March, April, and May have been in partnership for a number of years. The partners allocate all profits and losses on a 2:3:1 basis, respectively. Recently, each partner has become personally insolvent and, thus, the partners have decided to liquidate the business in hopes of remedying their personal financial problems. As of September 1, the partnership's balance sheet is as follows: Cash Accounts receivable Inventory Land, building, and equipment (net) Total assets $ 28,000 118,000 97,000 64,000 $ 307,000 a. Sold all inventory for $73,000 cash. b. Paid $12,600 in liquidation expenses. c. Paid $57,000 of the partnership's liabilities. d. Collected $68,000 of the accounts receivable. Liabilities March, capital April, capital May, capital Total liabilities and capital Prepare journal entries for the following transactions: (Do not round intermediate calculations. If no entry is required for a transaction/event, select "No journal entry required" in the first account field.) Distributed safe payments of cash; the partners antici no further liquidation expenses. f. Sold remaining accounts receivable for 25 percent of face value. g. Sold land, building, and equipment for $34,000. h. Paid all remaining liabilities of the partnership. i. Distributed cash held by the business to the partners. $ 110,000 42,000 92,000 63,000 $ 307,000
Partnership Accounting
A partnership is a kind of arrangement between two or more people whereby they agree to manage the business operations and share its profits and losses in an agreed ratio between them. The agreement that is drafted and signed by the partners of the firm is termed as partnership deed and contains various important clauses agreed between the partners such as profit/loss sharing, interest on capital, remuneration allocation of each partner, drawings, admission of a new partner, etc.
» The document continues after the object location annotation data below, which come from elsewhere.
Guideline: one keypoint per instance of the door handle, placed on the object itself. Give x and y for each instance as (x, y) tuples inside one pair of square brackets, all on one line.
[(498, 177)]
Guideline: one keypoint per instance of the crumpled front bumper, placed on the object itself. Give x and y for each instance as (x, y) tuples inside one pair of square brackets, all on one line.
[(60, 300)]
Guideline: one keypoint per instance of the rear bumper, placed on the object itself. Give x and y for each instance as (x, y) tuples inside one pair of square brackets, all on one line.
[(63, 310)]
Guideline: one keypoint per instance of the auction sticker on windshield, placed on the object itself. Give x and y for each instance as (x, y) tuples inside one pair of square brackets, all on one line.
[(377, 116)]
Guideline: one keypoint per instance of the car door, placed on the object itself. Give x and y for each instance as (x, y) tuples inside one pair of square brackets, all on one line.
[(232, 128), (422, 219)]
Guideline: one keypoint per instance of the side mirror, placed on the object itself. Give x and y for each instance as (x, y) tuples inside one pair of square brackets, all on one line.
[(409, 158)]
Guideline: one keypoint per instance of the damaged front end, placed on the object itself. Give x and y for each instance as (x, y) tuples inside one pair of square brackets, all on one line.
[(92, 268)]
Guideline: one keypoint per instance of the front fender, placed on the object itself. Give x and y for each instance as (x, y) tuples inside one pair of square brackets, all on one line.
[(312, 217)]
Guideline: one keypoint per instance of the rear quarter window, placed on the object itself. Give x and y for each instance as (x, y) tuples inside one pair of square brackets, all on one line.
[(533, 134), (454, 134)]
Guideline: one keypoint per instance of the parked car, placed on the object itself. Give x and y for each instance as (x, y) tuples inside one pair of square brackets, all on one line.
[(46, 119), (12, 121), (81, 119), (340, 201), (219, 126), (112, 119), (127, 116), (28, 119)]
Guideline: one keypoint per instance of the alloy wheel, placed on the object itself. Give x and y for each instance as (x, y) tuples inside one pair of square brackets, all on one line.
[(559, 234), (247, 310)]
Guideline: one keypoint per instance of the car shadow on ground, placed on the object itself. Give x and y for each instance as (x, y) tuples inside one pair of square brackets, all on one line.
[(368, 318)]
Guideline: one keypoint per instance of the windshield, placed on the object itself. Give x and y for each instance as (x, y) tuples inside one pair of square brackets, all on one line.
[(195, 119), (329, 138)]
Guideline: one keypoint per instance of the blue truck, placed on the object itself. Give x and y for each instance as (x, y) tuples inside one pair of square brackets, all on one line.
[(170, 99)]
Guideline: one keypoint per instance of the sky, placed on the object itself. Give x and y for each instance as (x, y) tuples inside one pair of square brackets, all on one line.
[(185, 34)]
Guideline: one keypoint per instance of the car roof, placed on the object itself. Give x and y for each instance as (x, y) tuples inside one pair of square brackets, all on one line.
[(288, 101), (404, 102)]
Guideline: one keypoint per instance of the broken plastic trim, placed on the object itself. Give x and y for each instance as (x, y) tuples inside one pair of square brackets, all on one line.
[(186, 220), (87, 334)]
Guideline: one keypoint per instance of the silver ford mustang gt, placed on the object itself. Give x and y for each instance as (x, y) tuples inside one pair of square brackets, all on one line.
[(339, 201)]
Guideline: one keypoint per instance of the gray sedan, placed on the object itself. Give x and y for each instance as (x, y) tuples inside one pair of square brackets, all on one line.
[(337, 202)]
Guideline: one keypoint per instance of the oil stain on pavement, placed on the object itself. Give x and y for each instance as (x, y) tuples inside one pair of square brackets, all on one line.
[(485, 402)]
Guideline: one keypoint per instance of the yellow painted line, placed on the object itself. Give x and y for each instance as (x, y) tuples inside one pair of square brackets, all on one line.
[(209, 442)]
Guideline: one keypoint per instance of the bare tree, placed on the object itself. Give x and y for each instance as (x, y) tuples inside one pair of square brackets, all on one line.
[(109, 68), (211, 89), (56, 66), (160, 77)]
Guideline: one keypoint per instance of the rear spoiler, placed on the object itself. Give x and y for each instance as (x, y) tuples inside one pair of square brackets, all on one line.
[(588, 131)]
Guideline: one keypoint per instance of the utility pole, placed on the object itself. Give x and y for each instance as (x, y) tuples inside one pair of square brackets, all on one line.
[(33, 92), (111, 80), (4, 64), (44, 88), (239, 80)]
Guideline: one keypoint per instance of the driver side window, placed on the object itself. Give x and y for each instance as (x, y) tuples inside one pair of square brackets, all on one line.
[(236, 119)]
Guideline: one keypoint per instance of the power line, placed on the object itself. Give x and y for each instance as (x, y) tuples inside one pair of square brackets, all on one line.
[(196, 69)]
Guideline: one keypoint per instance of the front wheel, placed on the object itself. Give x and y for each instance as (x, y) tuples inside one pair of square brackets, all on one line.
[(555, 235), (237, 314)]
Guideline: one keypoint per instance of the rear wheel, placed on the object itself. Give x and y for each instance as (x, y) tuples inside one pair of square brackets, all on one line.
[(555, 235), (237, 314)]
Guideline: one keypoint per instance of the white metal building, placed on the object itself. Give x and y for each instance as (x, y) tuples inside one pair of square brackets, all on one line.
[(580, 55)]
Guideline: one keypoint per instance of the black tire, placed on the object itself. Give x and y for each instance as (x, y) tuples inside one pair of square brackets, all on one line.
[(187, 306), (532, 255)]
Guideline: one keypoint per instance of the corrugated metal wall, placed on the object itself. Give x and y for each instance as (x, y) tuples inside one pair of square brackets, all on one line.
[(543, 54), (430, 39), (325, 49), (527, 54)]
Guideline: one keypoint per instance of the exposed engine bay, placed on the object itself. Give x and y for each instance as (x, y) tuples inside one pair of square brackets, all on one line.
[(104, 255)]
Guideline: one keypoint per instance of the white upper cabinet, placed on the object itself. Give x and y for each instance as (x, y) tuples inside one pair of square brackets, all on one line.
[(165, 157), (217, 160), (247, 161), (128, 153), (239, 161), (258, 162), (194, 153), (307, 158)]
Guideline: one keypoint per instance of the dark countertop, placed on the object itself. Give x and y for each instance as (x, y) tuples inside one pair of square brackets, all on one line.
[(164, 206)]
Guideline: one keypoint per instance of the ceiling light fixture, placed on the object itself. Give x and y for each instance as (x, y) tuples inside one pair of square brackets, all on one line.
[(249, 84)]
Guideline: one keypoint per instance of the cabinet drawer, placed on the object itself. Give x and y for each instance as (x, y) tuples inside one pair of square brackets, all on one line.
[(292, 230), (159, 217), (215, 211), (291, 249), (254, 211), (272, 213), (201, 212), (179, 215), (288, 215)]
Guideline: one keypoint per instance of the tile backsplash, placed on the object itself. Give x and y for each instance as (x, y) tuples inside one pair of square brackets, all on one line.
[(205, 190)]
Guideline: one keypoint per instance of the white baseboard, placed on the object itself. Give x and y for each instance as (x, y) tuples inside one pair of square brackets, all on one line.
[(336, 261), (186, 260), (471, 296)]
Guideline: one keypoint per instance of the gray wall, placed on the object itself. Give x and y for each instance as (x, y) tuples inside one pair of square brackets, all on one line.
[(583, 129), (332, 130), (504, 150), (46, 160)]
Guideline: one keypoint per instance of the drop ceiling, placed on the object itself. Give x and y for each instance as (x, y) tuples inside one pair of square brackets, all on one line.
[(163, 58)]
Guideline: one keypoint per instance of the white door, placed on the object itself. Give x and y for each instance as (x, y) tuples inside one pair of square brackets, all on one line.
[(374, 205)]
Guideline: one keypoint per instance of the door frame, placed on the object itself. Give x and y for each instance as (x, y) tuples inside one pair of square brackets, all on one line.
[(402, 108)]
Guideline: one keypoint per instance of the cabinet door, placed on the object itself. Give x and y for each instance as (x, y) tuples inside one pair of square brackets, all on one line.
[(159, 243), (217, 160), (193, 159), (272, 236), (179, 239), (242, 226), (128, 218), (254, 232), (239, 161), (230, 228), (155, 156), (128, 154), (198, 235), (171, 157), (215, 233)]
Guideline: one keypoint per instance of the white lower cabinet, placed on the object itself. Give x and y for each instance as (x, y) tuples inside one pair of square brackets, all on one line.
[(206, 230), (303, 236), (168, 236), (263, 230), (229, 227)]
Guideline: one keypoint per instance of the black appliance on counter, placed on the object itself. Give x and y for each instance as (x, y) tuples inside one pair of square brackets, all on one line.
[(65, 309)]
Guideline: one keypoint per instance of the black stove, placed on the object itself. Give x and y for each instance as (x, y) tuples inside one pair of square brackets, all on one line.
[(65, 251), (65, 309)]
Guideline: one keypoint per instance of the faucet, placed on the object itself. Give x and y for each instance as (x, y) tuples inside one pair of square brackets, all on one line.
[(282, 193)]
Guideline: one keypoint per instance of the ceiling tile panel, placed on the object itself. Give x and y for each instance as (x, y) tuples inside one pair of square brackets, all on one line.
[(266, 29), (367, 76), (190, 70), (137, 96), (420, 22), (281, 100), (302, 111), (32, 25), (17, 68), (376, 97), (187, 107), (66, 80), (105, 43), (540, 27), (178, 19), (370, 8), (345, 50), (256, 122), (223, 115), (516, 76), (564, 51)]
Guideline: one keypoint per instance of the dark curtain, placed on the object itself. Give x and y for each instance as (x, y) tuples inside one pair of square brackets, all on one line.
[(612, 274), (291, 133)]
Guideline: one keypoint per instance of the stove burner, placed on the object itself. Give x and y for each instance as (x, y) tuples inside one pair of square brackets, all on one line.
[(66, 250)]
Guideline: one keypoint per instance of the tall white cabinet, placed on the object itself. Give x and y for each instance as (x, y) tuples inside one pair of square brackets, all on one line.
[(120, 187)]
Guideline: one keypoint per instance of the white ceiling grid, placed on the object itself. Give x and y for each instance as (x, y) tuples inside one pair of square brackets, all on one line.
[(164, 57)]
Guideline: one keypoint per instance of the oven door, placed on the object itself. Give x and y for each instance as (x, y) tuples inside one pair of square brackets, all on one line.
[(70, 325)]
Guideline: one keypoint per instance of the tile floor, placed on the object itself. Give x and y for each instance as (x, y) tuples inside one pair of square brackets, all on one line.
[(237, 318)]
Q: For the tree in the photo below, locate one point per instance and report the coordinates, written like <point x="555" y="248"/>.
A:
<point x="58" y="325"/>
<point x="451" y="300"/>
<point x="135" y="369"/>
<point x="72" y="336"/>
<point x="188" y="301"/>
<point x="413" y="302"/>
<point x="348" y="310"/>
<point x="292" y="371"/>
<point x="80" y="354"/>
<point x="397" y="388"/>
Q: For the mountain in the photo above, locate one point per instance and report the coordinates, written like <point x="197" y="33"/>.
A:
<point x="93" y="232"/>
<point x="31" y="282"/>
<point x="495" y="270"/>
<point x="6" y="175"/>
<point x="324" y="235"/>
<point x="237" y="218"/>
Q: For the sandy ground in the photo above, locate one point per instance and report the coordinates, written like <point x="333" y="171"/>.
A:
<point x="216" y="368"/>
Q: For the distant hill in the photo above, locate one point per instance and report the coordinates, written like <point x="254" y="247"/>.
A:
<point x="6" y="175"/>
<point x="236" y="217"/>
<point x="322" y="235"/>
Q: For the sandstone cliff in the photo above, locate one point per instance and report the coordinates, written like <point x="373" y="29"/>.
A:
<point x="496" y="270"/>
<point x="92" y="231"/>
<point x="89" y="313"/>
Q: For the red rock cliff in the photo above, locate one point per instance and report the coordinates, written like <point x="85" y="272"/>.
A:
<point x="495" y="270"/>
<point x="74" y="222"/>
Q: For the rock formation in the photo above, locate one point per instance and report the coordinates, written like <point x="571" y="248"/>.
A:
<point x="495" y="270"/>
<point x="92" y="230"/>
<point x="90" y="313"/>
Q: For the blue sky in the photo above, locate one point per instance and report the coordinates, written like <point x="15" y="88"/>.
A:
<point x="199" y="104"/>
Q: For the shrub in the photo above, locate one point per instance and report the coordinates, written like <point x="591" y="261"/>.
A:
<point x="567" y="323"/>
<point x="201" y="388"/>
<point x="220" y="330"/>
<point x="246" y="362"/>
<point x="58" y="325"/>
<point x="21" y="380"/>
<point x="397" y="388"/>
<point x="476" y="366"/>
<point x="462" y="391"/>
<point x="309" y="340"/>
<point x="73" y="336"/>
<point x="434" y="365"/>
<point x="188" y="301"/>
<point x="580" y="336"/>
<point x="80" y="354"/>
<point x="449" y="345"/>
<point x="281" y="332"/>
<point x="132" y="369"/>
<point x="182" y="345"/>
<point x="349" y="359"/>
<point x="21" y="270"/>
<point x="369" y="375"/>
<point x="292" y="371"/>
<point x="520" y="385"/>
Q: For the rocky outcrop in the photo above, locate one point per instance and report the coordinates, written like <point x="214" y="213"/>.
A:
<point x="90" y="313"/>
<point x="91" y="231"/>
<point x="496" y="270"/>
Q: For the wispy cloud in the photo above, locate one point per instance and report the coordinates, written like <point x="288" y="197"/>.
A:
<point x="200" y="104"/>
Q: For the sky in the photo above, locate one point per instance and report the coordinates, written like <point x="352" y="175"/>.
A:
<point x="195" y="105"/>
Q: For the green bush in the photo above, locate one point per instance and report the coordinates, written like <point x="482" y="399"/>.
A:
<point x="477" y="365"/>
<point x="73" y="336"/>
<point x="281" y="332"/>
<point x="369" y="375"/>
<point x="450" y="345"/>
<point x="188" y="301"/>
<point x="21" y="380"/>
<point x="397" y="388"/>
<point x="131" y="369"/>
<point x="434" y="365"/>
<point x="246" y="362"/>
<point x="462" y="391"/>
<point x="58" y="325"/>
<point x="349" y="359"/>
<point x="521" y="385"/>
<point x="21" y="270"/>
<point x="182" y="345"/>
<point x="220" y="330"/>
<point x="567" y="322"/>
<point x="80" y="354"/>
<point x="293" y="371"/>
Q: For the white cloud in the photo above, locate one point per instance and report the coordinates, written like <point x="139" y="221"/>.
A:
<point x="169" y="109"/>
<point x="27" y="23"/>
Partner Admission and Withdrawal
A partnership is a kind of arrangement between two or more people whereby they agree to manage the business operations and share its profits and losses in an agreed ratio between them. The agreement that is drafted and signed by the partners of the firm is termed as a partnership deed and contains various important clauses agreed between the partners such as profit/loss sharing, interest on capital, remuneration allocation of each partner, drawings of a partner, etc.